Although Cox jokes that now married, Turk (Donald Faison) and Carla (Judy Reyes) have become a two-headed witch in the Braff directed fantasy-laced season ender "My Princess" which was aired out of sequence due to the strike, the two start contemplating having another child and Turk pulls an ultimate surprise on his wife when he takes it upon himself to learn her native language.

Yet, during all of the pranks and sight gags as well as the return of old supporting cast-mates who show up for cameos like Tom Cavanaugh's welcome return as J.D.'s previously irresponsible yet now mature older brother, Scrubs still manages to raise ethical and moral questions. This specifically shows up in a few heart-wrenching episodes wherein Elliot questions whether or not she should report a patient's plan to die with dignity and, torn between his role as a father and doctor, Cox contemplates informing a child he has cancer when his parents announce their wish to keep it a secret.

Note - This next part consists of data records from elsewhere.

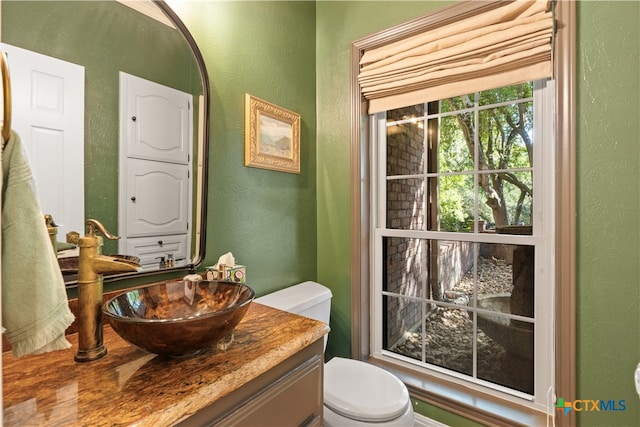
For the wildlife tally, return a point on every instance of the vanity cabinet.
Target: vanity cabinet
(270, 375)
(290, 394)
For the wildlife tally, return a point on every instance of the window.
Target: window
(462, 218)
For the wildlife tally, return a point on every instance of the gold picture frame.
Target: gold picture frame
(272, 136)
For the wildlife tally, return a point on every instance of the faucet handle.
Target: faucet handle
(93, 226)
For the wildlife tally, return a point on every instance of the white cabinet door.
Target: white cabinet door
(158, 198)
(150, 249)
(48, 114)
(155, 119)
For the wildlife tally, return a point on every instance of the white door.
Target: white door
(155, 119)
(158, 198)
(156, 131)
(48, 115)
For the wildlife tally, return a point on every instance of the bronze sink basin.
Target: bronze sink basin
(180, 318)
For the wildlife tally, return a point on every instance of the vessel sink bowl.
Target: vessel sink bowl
(178, 318)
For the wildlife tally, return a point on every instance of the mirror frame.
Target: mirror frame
(201, 210)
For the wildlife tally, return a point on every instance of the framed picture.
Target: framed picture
(272, 136)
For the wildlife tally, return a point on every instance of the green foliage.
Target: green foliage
(504, 132)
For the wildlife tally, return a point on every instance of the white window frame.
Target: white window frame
(543, 238)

While you'll zip through the eleven episodes rather quickly, perhaps the brevity of the season benefited Scrubs in not dragging out plot-points or relying too much on some old favorite stand-bys like the never-ending soap opera between J.D. and Elliot, Cox's ongoing flirtatious battle with his equally emotionally cool wife Jordan (Christa Miller Lawrence) and just enough hilarious scenes of "bromance" between Turk and his other spouse, J.D. so that it doesn't overstay its welcome.

Although as a fan, I worry that when a show is on the air for so long it will begin to lose some of its creative spark (for example--see Frasier and Desperate Housewives), the ABC move sounds like a solid decision and will hopefully refuel the show with renewed energy now that its airing directly out of the studio that owns it. And not to mention that with a mid-season show, it won't have to try and produce twenty-four to twenty-six brand new episodes right off the bat, without taking the time to regroup and decide just where the show will go from there.

And while admittedly it's hard to imagine that J.D. and Turk will ever grow up or that Scrubs will get the Emmy love it should (similar to the Susan Lucci and Lauren Graham snubs), I for one am looking forward to its new network premiere and hope it can garner enough interest from casual fans who enjoy the show to actually remember to tune in, set their DVRs or start regularly checking ABC's website to ensure it finally gets the audience it so richly deserves.

So in the end, the doctor will see you as scheduled but will you keep the appointment? It's up to you and don't worry-- they'll treat you with or without insurance yet you always have the assurance that they'll do their very best to keep you entertained (which is more than one can say for most medical offices).